Medical device risk management hinges on strong processes

Establish an inventory of medical devices

McDonald said medical device risk management should start with an inventory of the organization's medical devices.

Kevin McDonald

"You can't protect what you don't know about," McDonald said at the Radiological Society of North America's annual meeting.

As such, McDonald said establishing a relationship between the health technology management and IT departments is critical. Together, they should gather as much medical device information as possible for the inventory such as the current operating system information and software security.

"As much information as you can gather upfront you should," he said.

Another thing to consider: A large portion of medical devices, particularly in imaging, come connected to other devices such as a computer monitor. Because of that kind of connectivity, McDonald suggested healthcare CIOs see a medical device not as a stand-alone piece of equipment but as a family with connections or relations. In other words, the challenge for CIOs isn't to just secure the medical device itself. They'll also have to secure the flow of data from one connected device to another.

Keeping current is another key part of the inventory process, McDonald said. He recommends that CIOs implement a centralized purchasing process and establish network access control systems in an effort to keep compromised devices off the healthcare organization's network.

Create a medical device program

McDonald suggested that healthcare CIOs institute a medical device program, which can bring focus to the inherent risks posed by connected medical devices.

You can't protect what you don't know about.

"Your goal is not to keep devices off your network that have poor cybersecurity," McDonald said. "Your goal is to make sure that you provide the best patient care in the safest manner you can and that the decisions you make are transparent and the decisions are made at the right level and the risk is known to everybody."  

To start, McDonald said organizations need to set goals for the program. They should include identifying vulnerabilities and risks to technologies and patients. Once vulnerabilities and risks are identified, he suggested that CIOs establish processes on how to mitigate vulnerabilities.

The medical device program should incorporate security standards, ideally from a standards body vendors are familiar with such as the Healthcare Sector Coordinating Council plan or the Cybersecurity Act of 2015, Section 405(d).

"Pick [a set of standards] and follow it," McDonald said. "You'll have to go through and see which one is most applicable and which one speaks best to your institution. And you'll need to turn these into something you can measure and test against."

McDonald recommended healthcare organization's keep standards concise and focused on risk. The standards can also function as a template to review the program, to determine a level of risk and to create questions for vendors.

Having an intake process for evaluating new devices is an integral part of medical device risk management, which should include prioritizing new devices as they come into the organization, McDonald said.

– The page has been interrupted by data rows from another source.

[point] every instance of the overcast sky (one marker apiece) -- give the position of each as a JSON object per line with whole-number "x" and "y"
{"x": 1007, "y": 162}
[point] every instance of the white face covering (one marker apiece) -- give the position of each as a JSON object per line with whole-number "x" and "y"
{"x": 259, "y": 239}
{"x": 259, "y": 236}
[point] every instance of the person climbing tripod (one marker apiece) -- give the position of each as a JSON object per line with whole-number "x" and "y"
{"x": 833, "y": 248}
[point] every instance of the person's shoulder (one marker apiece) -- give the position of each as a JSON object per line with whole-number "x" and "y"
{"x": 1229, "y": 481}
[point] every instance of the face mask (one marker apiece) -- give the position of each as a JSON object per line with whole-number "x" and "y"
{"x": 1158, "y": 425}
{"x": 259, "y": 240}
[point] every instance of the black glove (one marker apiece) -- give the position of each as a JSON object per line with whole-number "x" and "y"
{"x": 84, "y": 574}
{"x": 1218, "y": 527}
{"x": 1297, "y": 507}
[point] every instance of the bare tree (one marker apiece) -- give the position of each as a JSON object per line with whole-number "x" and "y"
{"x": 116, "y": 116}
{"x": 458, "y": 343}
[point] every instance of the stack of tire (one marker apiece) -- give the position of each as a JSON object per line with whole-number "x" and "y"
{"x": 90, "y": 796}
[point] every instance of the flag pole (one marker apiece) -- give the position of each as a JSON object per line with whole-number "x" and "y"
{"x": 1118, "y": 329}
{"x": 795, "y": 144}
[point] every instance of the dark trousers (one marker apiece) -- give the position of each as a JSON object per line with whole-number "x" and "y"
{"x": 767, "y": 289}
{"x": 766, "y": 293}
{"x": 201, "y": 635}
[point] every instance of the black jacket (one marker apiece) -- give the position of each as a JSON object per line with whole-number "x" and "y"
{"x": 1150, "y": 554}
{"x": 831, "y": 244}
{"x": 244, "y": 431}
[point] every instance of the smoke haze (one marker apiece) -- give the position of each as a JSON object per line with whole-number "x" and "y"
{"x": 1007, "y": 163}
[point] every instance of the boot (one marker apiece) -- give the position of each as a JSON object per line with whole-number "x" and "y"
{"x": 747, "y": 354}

CIOs will have to determine what medical devices pose the highest risk to patients and to the organization's workflow. To do so, he recommended they assess the medical device's operating system components, access passwords and ascertain if the medical device adheres to security standards.

More medical device risk management steps

Establishing an inventory, as well as a medical device program, is key, but McDonald stressed that CIOs will have to find ways to monitor and maintain the security strategy.

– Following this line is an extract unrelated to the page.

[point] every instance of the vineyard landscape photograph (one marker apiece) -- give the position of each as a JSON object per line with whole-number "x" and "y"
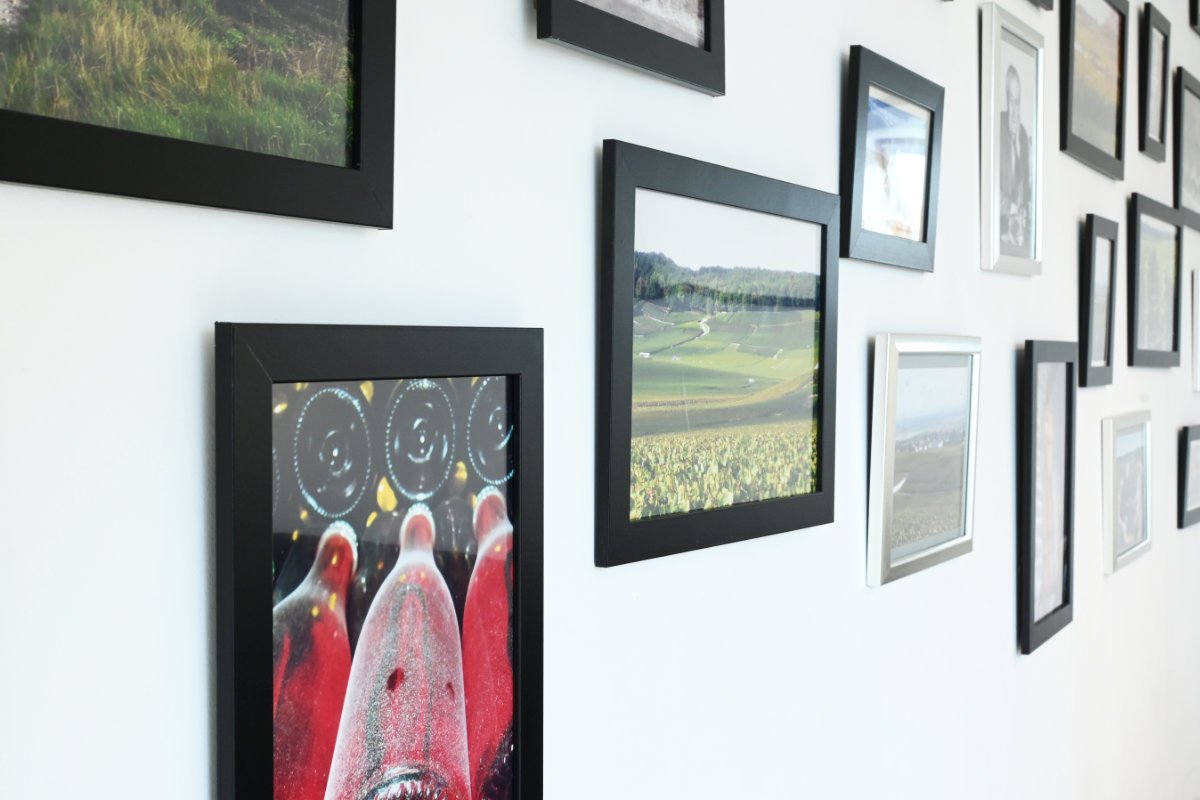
{"x": 725, "y": 347}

For example, McDonald said it's important to measure individual device and device fleet risk because it allows CIOs to look at the overall enterprise and determine if a particular device or multiple devices pose the most risk to an institution.

"Do we want to go after one exotic device or go after 1,000 ultrasound machines to lower the overall risk of the institution," he said.

Developing internal and external partnerships can also help provide a way to maintain security over the lifetime of the device. Partnerships with external organizations such as the U.S. Food and Drug Administration, vendors, standards bodies and peer health organizations can keep CIOs up to date on security measures. Internal partnerships with clinical and IT departments, as well as supply chain management, can help keep internal devices current.

McDonald advised CIOs to integrate medical devices into the organization's enterprise security program and highlighted the importance of establishing the right clinically lead governance program to make sure decisions regarding security and risk are made by "somebody in the institution who has been deemed the person to accept institutional risk," he said.

Governance can take different forms depending on how the organization is managed, McDonald said. At Mayo Clinic, employees from across the organization participate in establishing appropriate security standards and processes, as well as deciding what devices to purchase and what risks to take on.

Finally, it's important to know FDA guidance and hold vendors accountable to meet those standards. McDonald called this a crucial part of medical device risk management.

"This is a journey, so immediate attention is needed. But you need to do it with an ongoing, steady progress," McDonald said. "The motto we live by, we like to make sure we have visibility, transparency and the moral high ground. The right people need to see the issues, all the risks, benefits need to be there, and we need to make sure that we do the right thing both by the patients and by the institution."